C'est ce que Jésus dit clairement lorsqu'il
conclut sa réponse : « Tout ce qu'il y a
dans l'Ecriture, – dans la Loi et les Prophètes –, dépend de ces deux
commandements ». Ces deux commandements ne rendent pas caducs tous les
autres mais ils éclairent la manière de les vivre. Obéir à la loi ce n'est pas
réduire sa vie au permis / interdit mais c’est s'interroger : comment ai-je
aimé en faisant ou ne faisant pas telle chose ? C'est le sens de Loi transmise
par Moïse au peuple : tout comme Dieu est compatissant, écoute le cri de celui
qui se tourne vers lui, le peuple doit vivre la même attitude envers l'immigré,
la veuve... (1ère lecture).
Lorsque Jésus indique que les deux
commandements sont semblables – aimer Dieu et aimer son prochain comme soi-même
–, il affirme clairement ce que Saint Jean reprendra dans sa première lettre :
« Si quelqu’un dit : "J’aime
Dieu", et qu’il haïsse son frère, c’est un menteur » (1 Jean 4,20).

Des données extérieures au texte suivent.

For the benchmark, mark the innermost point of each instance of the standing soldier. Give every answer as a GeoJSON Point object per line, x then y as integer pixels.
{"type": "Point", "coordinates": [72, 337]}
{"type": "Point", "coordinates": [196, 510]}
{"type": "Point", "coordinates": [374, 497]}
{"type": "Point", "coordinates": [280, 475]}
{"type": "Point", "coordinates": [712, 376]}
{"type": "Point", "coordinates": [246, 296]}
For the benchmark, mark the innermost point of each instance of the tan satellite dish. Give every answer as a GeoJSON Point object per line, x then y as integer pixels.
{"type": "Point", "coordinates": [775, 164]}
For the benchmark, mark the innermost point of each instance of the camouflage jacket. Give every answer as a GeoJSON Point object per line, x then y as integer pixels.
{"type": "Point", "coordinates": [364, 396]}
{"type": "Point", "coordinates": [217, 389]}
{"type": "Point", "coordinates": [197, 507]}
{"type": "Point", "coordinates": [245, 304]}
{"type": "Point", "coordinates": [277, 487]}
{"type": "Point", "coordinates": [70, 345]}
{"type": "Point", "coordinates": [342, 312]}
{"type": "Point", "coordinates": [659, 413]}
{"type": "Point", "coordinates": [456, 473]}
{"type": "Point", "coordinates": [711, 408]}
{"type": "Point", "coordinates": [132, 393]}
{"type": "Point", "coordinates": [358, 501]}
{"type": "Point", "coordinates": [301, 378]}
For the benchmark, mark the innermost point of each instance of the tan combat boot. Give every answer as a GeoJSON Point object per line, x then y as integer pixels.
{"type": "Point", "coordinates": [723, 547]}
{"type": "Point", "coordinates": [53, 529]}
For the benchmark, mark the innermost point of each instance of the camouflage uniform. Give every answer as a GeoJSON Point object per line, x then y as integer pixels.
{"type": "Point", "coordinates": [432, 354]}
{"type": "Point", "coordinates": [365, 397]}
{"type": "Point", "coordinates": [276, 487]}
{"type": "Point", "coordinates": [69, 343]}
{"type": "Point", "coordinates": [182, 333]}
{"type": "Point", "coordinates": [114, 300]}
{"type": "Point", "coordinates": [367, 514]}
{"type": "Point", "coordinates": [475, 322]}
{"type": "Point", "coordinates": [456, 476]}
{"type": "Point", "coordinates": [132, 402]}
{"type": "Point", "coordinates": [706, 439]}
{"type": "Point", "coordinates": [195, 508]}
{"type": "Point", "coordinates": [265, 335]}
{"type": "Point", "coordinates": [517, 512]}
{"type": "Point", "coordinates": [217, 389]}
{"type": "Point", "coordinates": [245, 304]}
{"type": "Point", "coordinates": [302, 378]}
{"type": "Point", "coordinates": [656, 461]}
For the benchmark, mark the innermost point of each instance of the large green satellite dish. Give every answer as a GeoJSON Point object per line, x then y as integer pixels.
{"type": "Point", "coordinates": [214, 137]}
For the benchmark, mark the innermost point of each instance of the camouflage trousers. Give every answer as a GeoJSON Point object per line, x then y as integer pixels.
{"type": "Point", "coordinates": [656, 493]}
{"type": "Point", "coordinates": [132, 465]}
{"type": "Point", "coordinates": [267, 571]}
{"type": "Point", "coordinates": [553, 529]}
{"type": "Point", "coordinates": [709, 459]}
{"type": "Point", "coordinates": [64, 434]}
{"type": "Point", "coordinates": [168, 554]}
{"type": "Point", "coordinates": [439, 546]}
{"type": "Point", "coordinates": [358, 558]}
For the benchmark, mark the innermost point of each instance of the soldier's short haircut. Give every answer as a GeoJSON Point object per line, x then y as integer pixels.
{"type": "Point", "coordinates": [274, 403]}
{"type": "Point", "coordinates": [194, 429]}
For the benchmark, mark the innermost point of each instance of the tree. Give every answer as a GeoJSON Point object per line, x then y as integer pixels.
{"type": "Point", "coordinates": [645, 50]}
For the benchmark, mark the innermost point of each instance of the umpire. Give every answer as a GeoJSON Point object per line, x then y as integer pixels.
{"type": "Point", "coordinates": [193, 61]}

Une nouvelle fois, nous avons à vérifier, dans le concret de nos relations, le
lien que nous faisons entre notre foi en Dieu et notre manière de vivre avec
les autres.
Nous ne pouvons pas nous tourner vers Dieu
sans nous tourner vers l’autre, cet autre que la Loi nomme prochain. Aimer son
prochain, ce n'est pas seulement aimer celui qui est proche de soi, c'est aimer
en se rendant proche de l'autre (cf. cette même question posée à Jésus dans
l’Evangile de Luc qui se poursuit par la parabole du bon samaritain : Luc 10,
25-37).
Si l'amour de Dieu et l'amour du prochain
sont équivalents, il y a un troisième amour à prendre en compte : l’amour de
soi. En effet, la Loi ne dit pas d'aimer son prochain mais de l’aimer comme
soi-même. Quel est donc cet amour de soi dont parle l'Ecriture sans lequel on
ne peut pas aimer le prochain ? Le psaume affirme : « Je confesse que je suis une vraie merveille » (Psaume 139,14). Il
est évident que cet amour de soi n'a rien de narcissique. Il nous interroge sur
le regard que nous avons sur nous-mêmes.
S'aimer soi-même, c'est rendre grâce pour ce
que je suis. Cela suppose de notre part de commencer par repérer nos qualités,
nos compétences, ce qui à travers nous suscite la vie chez les autres. De façon
étonnante, celui à qui on demande ses qualités semble souvent gêné. Pourtant,
nous avons à repérer le "positif" en soi. Cela fait partie du regard
honnête que l'on doit porter sur soi. Bien loin de favoriser l'orgueil, s'aimer
soi-même c’est rendre grâce pour ce que le Seigneur nous a donné et que nous
avons la responsabilité de faire fructifier.
Nous avons bien évidemment à prendre
également en compte nos défauts, nos limites, ce qui à travers nous freine la
vie chez les autres. Il ne s'agit pas de se lamenter ou de se promettre à
soi-même de changer – nous en mesurons souvent la grande difficulté malgré
notre bonne volonté – mais de rendre grâce à Dieu qui nous rejoint dans ce qui
est "négatif" en soi pour nous rendre capables peu à peu, et avec sa
grâce, de nous convertir.
S’aimer soi-même, c'est également rendre
grâce pour le possible qui est en soi. Ce que nous sommes ne se réduit pas à
nos réussites et à nos échecs. Cela rejoint le regard que Dieu lui-même a sur
nous. Ainsi donc, aimer son prochain comme soi-même, c’est aimer comme Dieu. Cela
n’est possible que si nous commençons par laisser Dieu nous aimer pour
apprendre de lui à aimer chacun, en commençant par soi.